Lorsque les horaires sont irréguliers, que la charge professionnelle est importante, que l’activité est faite principalement de gestes répétitifs, ou que les travailleurs·euses sont exposés à des substances dangereuses, le travail peut être source de maladies parfois très graves. Les maladies professionnelles les plus fréquemment observées sont les troubles musculo-squelettiques, les maladies cardio-vasculaires, et les atteintes psychologiques. Certains cancers peuvent également être causés par le milieu professionnel. Diverses enquêtes rapportent que les femmes sont spécifiquement touchées par une augmentation de la prévalences de ces maladies professionnelles.
Maladies professionnelles : spécificités chez les femmes
Par exemple, selon une étude de l’Institut de recherche sur le Travail et la Santé du Canada datant de 2012, le stress et le manque d’autonomie au travail, en lien avec les professions peu qualifiées ou en bas de l’échelon hiérarchique, seraient des facteurs favorisant le diabète chez les femmes. Un travail de recherche mené en France et publié dans l’International Journal of Cancer en 2012, rapporte que pour les femmes le travail de nuit est à risque cancérigène. En effet, il provoque une perturbation du rythme circadien (veille-sommeil), créant des déséquilibres hormonaux qui seraient la cause d’une augmentation de 30% des risques de cancer du sein.

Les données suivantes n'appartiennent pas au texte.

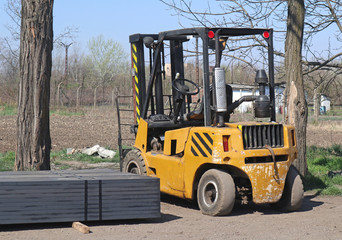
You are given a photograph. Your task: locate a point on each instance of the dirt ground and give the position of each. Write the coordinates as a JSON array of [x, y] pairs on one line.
[[319, 218]]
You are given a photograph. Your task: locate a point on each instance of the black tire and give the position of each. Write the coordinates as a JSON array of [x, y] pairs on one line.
[[293, 193], [216, 193], [134, 163]]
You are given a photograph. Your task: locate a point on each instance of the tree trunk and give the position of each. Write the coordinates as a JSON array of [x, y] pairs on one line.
[[36, 39], [297, 106]]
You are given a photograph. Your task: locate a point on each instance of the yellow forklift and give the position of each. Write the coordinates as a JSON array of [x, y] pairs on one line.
[[192, 146]]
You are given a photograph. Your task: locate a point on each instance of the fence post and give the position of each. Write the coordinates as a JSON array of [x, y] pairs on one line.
[[78, 97]]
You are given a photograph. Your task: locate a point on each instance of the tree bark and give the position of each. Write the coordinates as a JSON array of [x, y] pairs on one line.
[[297, 106], [36, 41]]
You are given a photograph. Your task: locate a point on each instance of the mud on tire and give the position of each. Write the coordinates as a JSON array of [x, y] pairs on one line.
[[134, 163], [216, 193], [293, 193]]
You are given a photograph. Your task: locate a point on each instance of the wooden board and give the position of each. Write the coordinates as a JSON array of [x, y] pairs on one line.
[[81, 195]]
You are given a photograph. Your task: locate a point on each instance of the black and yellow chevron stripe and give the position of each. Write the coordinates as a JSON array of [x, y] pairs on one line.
[[136, 80], [201, 144]]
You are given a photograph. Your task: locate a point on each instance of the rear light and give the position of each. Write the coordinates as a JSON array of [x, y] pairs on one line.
[[211, 34], [225, 143], [266, 34]]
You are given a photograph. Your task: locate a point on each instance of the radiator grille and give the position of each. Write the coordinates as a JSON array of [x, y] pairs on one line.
[[257, 136]]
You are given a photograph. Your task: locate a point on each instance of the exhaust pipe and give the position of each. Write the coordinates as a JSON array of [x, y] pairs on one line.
[[220, 94]]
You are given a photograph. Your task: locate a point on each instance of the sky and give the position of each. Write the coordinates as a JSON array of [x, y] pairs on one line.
[[113, 19], [117, 19]]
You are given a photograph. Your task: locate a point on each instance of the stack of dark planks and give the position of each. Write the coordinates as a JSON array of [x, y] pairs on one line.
[[81, 195]]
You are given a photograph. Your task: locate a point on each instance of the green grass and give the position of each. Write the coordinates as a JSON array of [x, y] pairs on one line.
[[8, 110], [321, 161], [59, 158]]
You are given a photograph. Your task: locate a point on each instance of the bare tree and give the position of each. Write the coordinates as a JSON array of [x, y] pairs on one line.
[[296, 102], [36, 41]]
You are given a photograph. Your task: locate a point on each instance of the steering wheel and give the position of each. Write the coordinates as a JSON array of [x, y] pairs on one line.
[[179, 86]]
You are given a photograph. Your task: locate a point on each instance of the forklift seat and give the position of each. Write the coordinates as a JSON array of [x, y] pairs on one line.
[[198, 114]]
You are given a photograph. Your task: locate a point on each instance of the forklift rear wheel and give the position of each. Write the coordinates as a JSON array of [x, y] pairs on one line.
[[216, 193], [134, 163], [293, 193]]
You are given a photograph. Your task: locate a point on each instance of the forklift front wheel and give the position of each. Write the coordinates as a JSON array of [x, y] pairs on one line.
[[216, 193], [134, 163], [293, 193]]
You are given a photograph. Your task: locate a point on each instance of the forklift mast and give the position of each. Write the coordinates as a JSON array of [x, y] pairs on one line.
[[149, 97]]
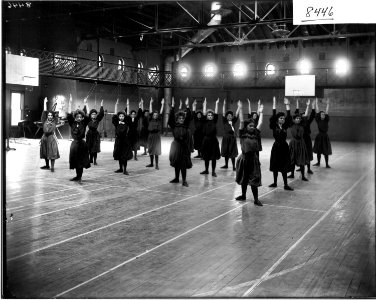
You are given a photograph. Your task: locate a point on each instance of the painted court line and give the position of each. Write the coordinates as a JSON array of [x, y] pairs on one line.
[[66, 208], [235, 288], [109, 225], [275, 265], [160, 245]]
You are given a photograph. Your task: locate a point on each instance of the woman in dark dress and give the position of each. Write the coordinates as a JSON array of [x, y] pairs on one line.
[[248, 171], [280, 155], [144, 132], [48, 143], [322, 142], [180, 150], [298, 150], [132, 120], [198, 135], [79, 151], [122, 147], [210, 145], [93, 138], [254, 114], [154, 139], [229, 148], [306, 122]]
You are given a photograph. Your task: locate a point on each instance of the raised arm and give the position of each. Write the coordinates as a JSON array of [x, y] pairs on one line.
[[116, 105], [307, 108], [194, 105], [241, 117], [261, 109], [162, 106], [216, 106], [171, 117], [101, 112], [70, 104], [249, 106], [151, 106], [288, 119], [43, 117], [188, 116], [87, 106], [272, 120]]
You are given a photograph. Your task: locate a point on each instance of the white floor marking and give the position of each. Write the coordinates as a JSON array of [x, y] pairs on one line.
[[112, 224], [275, 265], [235, 288]]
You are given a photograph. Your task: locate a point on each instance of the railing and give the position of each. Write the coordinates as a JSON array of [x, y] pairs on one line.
[[61, 65], [357, 77]]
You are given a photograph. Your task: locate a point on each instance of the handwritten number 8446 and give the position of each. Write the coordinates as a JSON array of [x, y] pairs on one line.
[[311, 11]]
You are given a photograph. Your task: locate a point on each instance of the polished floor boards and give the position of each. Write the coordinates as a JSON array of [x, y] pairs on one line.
[[118, 236]]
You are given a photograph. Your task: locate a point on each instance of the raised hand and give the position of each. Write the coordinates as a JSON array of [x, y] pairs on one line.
[[261, 108]]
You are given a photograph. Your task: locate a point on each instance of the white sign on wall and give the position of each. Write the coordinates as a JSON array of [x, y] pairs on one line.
[[308, 12], [21, 70], [300, 85]]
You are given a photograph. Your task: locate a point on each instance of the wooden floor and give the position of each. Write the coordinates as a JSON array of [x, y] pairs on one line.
[[118, 236]]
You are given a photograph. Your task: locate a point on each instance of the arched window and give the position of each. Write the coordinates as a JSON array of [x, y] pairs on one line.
[[184, 72], [153, 73], [100, 61], [269, 69], [140, 65], [121, 64], [209, 70]]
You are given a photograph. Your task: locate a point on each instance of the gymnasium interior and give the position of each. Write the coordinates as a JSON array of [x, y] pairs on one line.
[[140, 236]]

L’Office fédéral de la statistique indique dans un rapport sur la santé et le travail que les risques d’atteinte à la santé physique sont plus fréquents dans des métiers tels que l’agriculture ou la construction. Mais ils sont également fréquents dans le secteur des services, comme la restauration, les transports, le commerce, ainsi que la santé et le social.

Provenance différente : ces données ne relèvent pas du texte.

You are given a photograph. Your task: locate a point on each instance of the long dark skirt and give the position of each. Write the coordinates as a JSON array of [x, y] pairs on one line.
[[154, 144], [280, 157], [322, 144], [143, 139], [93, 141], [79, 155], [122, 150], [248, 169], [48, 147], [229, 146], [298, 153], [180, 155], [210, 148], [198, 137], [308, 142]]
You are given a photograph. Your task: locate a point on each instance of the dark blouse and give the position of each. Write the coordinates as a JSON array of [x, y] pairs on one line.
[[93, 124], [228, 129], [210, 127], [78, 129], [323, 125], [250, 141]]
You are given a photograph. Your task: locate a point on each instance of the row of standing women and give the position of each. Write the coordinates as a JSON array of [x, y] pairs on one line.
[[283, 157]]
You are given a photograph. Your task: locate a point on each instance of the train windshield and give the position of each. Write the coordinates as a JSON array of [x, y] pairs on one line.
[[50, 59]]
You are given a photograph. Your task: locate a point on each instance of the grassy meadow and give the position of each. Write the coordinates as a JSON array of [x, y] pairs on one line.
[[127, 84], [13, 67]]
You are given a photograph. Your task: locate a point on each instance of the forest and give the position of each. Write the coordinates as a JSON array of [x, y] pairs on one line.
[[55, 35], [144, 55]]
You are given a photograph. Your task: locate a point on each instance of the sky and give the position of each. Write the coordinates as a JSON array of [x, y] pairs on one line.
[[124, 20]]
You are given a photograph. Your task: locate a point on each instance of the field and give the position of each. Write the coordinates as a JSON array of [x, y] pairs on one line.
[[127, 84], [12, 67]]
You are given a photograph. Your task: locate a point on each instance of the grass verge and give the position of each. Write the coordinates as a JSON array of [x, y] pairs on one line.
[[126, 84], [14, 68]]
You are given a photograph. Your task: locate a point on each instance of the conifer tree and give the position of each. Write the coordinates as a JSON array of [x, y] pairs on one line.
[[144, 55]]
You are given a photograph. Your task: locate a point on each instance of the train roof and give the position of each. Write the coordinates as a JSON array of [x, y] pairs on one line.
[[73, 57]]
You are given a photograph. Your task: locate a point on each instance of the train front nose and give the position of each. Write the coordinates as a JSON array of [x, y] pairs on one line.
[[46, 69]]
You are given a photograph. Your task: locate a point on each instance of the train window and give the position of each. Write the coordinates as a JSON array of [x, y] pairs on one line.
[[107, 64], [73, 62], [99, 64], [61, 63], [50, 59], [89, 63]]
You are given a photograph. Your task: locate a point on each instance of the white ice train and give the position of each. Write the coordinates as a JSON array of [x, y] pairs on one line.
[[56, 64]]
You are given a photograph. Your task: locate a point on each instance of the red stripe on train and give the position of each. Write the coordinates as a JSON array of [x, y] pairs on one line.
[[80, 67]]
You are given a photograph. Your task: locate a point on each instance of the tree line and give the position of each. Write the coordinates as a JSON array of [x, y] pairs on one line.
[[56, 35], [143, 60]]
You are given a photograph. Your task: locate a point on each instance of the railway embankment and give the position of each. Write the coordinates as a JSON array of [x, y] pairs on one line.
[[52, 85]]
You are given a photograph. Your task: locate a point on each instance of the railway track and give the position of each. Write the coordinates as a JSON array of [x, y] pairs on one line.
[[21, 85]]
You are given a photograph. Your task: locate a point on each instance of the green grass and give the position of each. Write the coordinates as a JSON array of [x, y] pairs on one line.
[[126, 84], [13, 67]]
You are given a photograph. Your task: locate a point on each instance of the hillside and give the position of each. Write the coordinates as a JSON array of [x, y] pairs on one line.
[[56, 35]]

Ainsi, les professions de soins à la personne et du social, dans lesquelles travaillent majoritairement des femmes, sont aussi particulièrement exposées aux dangers professionnels. Alors que pour les risques physiques, les hommes semblent statistiquement plus atteints, les femmes déclarent être plus touchées par les risques psycho-sociaux, comme une forte pression temporelle, des violences ou menaces, un harcèlement moral ou mobbing, et en bien plus grande mesure une forte charge émotionnelle.
Crises et austérité : les femmes doublement pénalisées
Les mutations du marché du travail, en lien avec les politiques néolibérales, et les crises économiques sont les causes de la précarisation parfois violente ou parfois plus pernicieuse des travailleuses. Comme le disait Christine Poupin dans un précédent numéro de ce journal [1], les femmes en ressortent doublement pénalisées. Premièrement, les emplois majoritairement occupés par les femmes sont touchés de plein fouet par les politiques d’austérité. En effet, les mesures visant à une réduction des dépenses sociales et à des coupes budgétaires dans les services publics touchent aux secteurs de la santé et du social, et donc attaquent principalement les travailleuses. Et deuxièmement, les prestations qui ne sont plus prises en charge par l’Etat se reportent de la sphère publique vers la sphère privée. Les femmes devront assumer au sein de leur ménage ce que ne prendra plus en charge la société.
Effectivement, après une journée de travail, les femmes doivent encore bien trop souvent assurer le travail domestique. Pour rappel, en Suisse en 2014, le travail domestique est effectué par les femmes dans 67% des couples, et cette proportion grimpe jusqu’à 77,6% pour les couples avec enfants. C’est une contrainte supplémentaire qui pèse sur leur santé. De plus, la pénibilité du travail domestique, qu’il soit rémunéré ou non rémunéré, est souvent invisible, mise de côté.
La lutte anti-austérité : une lutte féministe
L’austérité a pour effet d’accroître les inégalités sociales et de santé dans toute la société. Dans Le Monde Diplomatique d’octobre 2014, Sanjay Basu et David Stuckler avancent que l’adoption de politiques d’austérité pour faire face à la récession est un véritable danger pour la santé publique. Mais ils évoquent à peine la dimension de genre. Or, il y a un creusement des inégalités spécifique entre les hommes et les femmes.
Nous assistons à une féminisation de la pauvrete : les femmes sont plus touchées par la précarisation du marché du travail, par le chômage, par le temps partiel subi, et par conséquent par une péjoration de leur santé. Ainsi, les luttes contre les mesures d’austérité se doivent d’intégrer les spécificités des problèmes auxquels les femmes sont confrontées.
Nos batailles, en Suisse et en solidarité avec toutes et tous les travailleurs·euses d’Europe et du monde, doivent intégrer les enjeux de santé pour les femmes. L’égalité des droits entre les genres, et l’accès à la santé pour toutes et tous les travailleurs·euses doit être au cœur de nos luttes contre l’austérité.